I don't get the Oops when I use modprobe -r, but regardless of whether that's the case, is it really ok for rmmod of a module to cause an Oops?

Comment 58 Larry Finger 2014-02-25 22:32:16 UTC
No it should not, and the interrupt should have been disabled *before* rtl8192ce was removed.

No matter which command you use, the dependent module cannot be removed until the one using it is removed. In other words, 'modprobe -r rtl8192ce' is the same as:

rmmod rtl8192ce.ko
rmmod rtl8192c-common.ko
rmmod rtlwifi.ko
rmmod rtl_pci.ko

They do have to be removed in that order.

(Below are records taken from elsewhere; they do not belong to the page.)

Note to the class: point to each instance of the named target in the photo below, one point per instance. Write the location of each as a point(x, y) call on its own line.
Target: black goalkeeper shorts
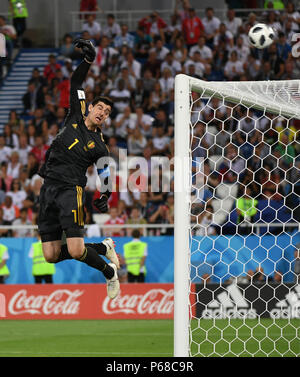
point(61, 209)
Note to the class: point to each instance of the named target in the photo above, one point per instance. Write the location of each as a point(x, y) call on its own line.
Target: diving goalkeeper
point(77, 146)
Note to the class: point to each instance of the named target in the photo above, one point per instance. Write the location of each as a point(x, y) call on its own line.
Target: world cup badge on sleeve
point(2, 46)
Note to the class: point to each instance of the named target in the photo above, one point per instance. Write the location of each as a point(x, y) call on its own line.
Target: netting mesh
point(244, 233)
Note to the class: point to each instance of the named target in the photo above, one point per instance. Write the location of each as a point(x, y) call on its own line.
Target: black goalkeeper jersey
point(75, 147)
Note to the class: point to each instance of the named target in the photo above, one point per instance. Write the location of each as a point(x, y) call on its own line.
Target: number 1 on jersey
point(72, 145)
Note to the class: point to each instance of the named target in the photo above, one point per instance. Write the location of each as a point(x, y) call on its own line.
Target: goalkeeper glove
point(101, 204)
point(87, 47)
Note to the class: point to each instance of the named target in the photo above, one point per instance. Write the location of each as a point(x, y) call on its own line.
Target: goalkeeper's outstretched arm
point(77, 95)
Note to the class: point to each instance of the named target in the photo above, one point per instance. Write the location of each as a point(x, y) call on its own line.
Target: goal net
point(237, 242)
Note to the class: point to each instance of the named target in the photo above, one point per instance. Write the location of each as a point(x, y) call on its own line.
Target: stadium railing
point(133, 16)
point(147, 227)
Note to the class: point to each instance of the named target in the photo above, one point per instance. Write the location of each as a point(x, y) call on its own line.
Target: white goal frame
point(260, 98)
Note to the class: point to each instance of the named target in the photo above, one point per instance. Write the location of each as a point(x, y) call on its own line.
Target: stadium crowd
point(136, 68)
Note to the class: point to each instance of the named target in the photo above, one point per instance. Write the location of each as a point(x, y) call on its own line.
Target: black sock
point(64, 254)
point(99, 247)
point(91, 258)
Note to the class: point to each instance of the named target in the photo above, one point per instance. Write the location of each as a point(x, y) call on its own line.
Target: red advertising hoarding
point(86, 301)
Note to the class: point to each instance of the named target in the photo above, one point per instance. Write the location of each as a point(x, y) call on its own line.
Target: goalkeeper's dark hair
point(103, 99)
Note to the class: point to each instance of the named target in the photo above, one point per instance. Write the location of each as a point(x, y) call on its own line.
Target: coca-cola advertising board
point(86, 301)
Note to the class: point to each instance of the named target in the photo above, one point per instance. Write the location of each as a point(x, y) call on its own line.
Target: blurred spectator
point(114, 220)
point(5, 151)
point(233, 68)
point(33, 98)
point(135, 218)
point(4, 232)
point(143, 43)
point(153, 25)
point(232, 22)
point(51, 68)
point(10, 36)
point(179, 50)
point(211, 25)
point(104, 53)
point(124, 38)
point(136, 142)
point(14, 165)
point(92, 27)
point(160, 142)
point(112, 28)
point(156, 98)
point(88, 6)
point(173, 65)
point(22, 220)
point(206, 54)
point(205, 225)
point(192, 28)
point(124, 124)
point(120, 96)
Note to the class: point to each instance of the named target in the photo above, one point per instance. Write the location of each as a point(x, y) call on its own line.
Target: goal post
point(214, 290)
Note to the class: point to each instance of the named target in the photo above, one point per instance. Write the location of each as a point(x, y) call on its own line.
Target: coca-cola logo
point(60, 301)
point(154, 301)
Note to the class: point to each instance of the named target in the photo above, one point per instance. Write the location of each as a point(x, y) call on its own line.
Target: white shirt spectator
point(136, 68)
point(122, 131)
point(161, 54)
point(212, 25)
point(94, 29)
point(136, 146)
point(112, 31)
point(160, 142)
point(233, 25)
point(199, 67)
point(120, 105)
point(205, 52)
point(13, 171)
point(243, 52)
point(174, 67)
point(18, 197)
point(232, 69)
point(23, 153)
point(5, 153)
point(167, 84)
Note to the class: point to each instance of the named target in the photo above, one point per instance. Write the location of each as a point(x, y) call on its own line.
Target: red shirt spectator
point(114, 220)
point(88, 6)
point(64, 93)
point(192, 28)
point(40, 149)
point(10, 211)
point(150, 23)
point(51, 68)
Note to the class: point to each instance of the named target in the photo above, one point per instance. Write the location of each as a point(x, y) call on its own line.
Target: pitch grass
point(151, 338)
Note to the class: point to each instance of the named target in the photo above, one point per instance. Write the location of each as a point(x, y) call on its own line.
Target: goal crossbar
point(276, 97)
point(281, 98)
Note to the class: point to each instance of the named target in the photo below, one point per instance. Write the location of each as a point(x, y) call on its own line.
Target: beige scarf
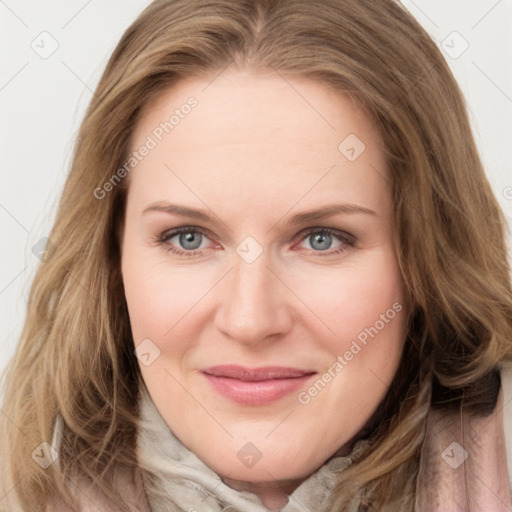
point(463, 468)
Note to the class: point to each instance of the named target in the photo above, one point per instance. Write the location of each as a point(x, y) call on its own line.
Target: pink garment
point(463, 468)
point(463, 465)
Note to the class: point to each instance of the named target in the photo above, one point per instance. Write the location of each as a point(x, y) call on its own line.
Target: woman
point(279, 278)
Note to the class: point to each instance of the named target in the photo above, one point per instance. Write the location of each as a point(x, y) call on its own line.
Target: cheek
point(362, 301)
point(159, 298)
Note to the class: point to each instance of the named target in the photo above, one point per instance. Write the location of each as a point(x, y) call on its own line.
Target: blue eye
point(327, 241)
point(320, 241)
point(184, 240)
point(190, 241)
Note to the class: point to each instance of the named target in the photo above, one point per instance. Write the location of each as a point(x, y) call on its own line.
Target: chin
point(261, 461)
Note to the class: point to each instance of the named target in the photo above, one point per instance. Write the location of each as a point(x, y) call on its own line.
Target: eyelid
point(345, 238)
point(342, 235)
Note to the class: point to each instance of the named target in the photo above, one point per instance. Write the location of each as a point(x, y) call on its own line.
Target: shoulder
point(506, 384)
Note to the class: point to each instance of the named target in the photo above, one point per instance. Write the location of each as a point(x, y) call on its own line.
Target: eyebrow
point(298, 218)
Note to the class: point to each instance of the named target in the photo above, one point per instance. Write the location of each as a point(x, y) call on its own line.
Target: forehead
point(250, 136)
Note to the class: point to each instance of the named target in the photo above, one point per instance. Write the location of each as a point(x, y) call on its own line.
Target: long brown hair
point(75, 358)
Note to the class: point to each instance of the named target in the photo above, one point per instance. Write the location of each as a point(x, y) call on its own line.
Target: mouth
point(256, 386)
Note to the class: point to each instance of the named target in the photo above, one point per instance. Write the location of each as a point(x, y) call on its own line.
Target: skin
point(257, 150)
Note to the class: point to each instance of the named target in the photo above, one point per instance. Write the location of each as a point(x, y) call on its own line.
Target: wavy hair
point(75, 359)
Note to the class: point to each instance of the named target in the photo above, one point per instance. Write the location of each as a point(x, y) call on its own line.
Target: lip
point(256, 386)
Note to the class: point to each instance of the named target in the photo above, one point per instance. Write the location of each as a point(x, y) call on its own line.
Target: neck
point(274, 494)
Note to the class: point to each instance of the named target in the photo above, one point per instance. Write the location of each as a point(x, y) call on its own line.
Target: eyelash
point(346, 240)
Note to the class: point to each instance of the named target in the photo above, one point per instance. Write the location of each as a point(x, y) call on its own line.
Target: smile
point(258, 386)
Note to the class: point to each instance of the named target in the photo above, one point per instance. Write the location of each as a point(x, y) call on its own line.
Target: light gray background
point(43, 98)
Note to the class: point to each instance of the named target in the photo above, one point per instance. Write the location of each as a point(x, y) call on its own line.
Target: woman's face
point(264, 294)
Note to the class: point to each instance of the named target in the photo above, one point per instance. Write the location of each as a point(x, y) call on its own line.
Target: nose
point(253, 304)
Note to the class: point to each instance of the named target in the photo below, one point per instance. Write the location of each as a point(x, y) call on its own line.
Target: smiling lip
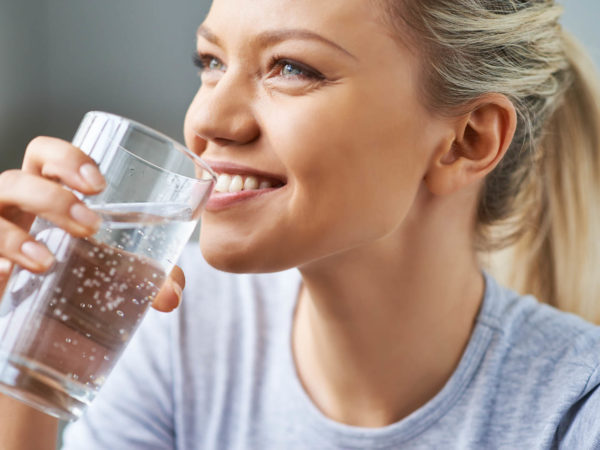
point(238, 169)
point(222, 200)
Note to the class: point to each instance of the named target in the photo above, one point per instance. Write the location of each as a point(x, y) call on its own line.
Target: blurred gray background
point(61, 58)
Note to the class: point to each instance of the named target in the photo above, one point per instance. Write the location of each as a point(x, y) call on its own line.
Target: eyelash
point(202, 62)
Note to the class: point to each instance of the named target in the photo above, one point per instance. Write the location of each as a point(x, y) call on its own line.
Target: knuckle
point(9, 178)
point(35, 143)
point(11, 239)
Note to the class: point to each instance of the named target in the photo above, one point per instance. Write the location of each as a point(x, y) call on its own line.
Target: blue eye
point(291, 70)
point(208, 62)
point(295, 70)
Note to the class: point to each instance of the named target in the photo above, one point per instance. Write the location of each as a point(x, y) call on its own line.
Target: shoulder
point(542, 361)
point(219, 306)
point(531, 329)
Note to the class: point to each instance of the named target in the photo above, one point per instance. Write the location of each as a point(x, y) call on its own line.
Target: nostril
point(222, 142)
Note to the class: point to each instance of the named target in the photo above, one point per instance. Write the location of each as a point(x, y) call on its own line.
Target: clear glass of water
point(61, 332)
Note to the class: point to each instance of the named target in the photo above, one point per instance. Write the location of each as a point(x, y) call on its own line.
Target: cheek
point(191, 139)
point(355, 168)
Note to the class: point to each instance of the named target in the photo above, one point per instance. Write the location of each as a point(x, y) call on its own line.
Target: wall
point(23, 69)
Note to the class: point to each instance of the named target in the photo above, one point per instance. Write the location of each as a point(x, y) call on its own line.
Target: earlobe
point(480, 140)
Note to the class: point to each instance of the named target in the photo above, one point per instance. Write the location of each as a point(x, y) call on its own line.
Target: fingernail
point(5, 266)
point(85, 216)
point(178, 291)
point(92, 176)
point(37, 253)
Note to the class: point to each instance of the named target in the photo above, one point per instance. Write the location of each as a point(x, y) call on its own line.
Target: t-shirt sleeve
point(134, 408)
point(581, 427)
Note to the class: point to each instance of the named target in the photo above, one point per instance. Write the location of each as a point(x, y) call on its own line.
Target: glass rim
point(180, 147)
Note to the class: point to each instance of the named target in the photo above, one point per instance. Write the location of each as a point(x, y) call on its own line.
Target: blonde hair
point(542, 203)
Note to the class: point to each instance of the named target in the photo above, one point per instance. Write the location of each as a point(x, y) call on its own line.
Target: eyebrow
point(268, 38)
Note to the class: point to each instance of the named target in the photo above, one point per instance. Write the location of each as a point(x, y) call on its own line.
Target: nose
point(222, 113)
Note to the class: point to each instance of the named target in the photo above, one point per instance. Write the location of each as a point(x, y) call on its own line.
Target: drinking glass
point(61, 332)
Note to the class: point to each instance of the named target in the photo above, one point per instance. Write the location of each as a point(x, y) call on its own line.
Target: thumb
point(5, 270)
point(169, 296)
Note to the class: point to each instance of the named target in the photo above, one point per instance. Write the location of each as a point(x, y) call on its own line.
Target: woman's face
point(317, 100)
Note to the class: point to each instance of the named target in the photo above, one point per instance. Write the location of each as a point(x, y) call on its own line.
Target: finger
point(170, 294)
point(19, 247)
point(46, 199)
point(57, 159)
point(5, 270)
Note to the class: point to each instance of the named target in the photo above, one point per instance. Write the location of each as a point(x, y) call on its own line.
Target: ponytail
point(558, 258)
point(541, 204)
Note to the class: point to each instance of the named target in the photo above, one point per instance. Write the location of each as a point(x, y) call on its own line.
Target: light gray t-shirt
point(219, 374)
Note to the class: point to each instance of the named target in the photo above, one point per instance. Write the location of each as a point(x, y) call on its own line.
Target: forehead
point(336, 19)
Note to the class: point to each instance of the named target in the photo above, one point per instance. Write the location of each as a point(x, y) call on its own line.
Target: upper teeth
point(237, 183)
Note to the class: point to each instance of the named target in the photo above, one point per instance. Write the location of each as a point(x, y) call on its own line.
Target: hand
point(38, 189)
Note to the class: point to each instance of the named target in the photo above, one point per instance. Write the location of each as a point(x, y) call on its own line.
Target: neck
point(380, 328)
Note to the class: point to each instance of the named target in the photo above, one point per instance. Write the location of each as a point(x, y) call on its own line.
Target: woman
point(383, 149)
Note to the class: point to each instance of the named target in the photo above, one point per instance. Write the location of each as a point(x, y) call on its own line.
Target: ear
point(481, 138)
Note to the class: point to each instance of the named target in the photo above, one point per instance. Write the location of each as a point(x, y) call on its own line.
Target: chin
point(233, 258)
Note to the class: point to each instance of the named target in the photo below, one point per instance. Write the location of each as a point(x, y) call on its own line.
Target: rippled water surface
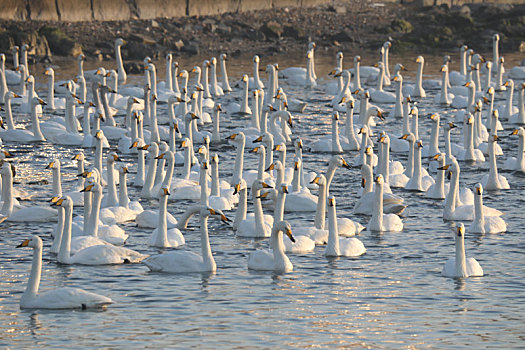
point(392, 297)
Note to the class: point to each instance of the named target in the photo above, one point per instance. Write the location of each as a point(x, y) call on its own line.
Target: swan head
point(277, 165)
point(519, 131)
point(186, 143)
point(338, 160)
point(123, 169)
point(237, 137)
point(240, 186)
point(435, 117)
point(286, 229)
point(297, 163)
point(478, 189)
point(460, 231)
point(164, 191)
point(49, 71)
point(299, 144)
point(379, 179)
point(54, 164)
point(319, 180)
point(120, 42)
point(214, 212)
point(65, 202)
point(494, 138)
point(33, 242)
point(258, 150)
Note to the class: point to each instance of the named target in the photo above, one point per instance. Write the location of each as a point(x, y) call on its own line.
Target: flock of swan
point(96, 111)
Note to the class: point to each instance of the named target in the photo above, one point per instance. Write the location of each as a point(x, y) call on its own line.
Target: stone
point(75, 11)
point(272, 30)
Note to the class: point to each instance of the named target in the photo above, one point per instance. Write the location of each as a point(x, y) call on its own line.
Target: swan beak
point(288, 232)
point(264, 195)
point(87, 188)
point(84, 174)
point(23, 244)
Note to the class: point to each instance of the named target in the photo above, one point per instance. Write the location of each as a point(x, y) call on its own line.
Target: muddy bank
point(346, 26)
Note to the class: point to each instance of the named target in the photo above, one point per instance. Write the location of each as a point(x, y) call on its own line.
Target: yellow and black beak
point(24, 243)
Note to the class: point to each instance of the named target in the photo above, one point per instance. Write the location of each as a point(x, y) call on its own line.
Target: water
point(392, 297)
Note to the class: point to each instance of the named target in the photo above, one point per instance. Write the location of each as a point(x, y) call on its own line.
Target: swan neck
point(320, 212)
point(65, 245)
point(33, 283)
point(332, 246)
point(207, 256)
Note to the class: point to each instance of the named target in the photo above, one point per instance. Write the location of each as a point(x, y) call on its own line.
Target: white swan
point(340, 246)
point(392, 204)
point(256, 224)
point(451, 209)
point(61, 298)
point(162, 236)
point(20, 214)
point(273, 259)
point(517, 163)
point(493, 180)
point(418, 181)
point(382, 222)
point(460, 266)
point(94, 255)
point(180, 261)
point(483, 223)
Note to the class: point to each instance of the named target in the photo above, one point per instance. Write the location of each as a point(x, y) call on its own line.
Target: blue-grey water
point(392, 297)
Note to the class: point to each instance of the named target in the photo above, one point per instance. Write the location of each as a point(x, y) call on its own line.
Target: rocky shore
point(349, 25)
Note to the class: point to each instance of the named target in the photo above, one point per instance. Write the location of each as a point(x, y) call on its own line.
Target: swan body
point(273, 259)
point(460, 266)
point(336, 245)
point(484, 224)
point(61, 298)
point(180, 261)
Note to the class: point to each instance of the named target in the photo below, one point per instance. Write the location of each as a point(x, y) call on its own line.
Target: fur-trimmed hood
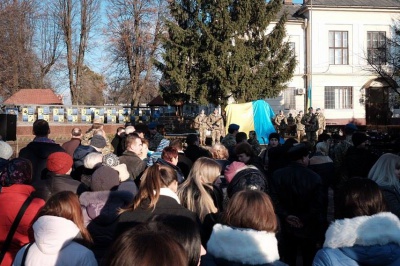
point(378, 229)
point(245, 246)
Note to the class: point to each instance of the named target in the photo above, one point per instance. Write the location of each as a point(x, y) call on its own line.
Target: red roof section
point(34, 96)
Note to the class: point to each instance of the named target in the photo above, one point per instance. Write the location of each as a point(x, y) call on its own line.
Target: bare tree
point(134, 28)
point(77, 19)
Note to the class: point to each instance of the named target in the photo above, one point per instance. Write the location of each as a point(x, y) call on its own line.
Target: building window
point(338, 48)
point(376, 47)
point(338, 97)
point(289, 99)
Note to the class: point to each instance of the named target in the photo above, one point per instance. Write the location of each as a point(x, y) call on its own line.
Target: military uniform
point(310, 122)
point(321, 123)
point(201, 123)
point(299, 127)
point(216, 123)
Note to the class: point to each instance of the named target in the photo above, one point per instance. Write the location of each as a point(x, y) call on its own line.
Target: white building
point(332, 39)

Comment 59 Justin M. Forbes 2014-05-21 19:37:05 UTC
*********** MASS BUG UPDATE **************

We apologize for the inconvenience.  There is a large number of bugs to go through and several of them have gone stale.  Due to this, we are doing a mass bug update across all of the Fedora 20 kernel bugs.

Fedora 20 has now been rebased to 3.14.4-200.fc20.  Please test this kernel update (or newer) and let us know if you issue has been resolved or if it is still present with the newer kernel.

If you experience different issues, please open a new bug report for those.

Comment 60 Justin M. Forbes 2014-06-23 14:49:08 UTC
*********** MASS BUG UPDATE **************
This bug is being closed with INSUFFICIENT_DATA as there has not been a response in 4 weeks. If you are still experiencing this issue, please reopen and attach the relevant data from the latest kernel you are running and any data that might have been requested previously.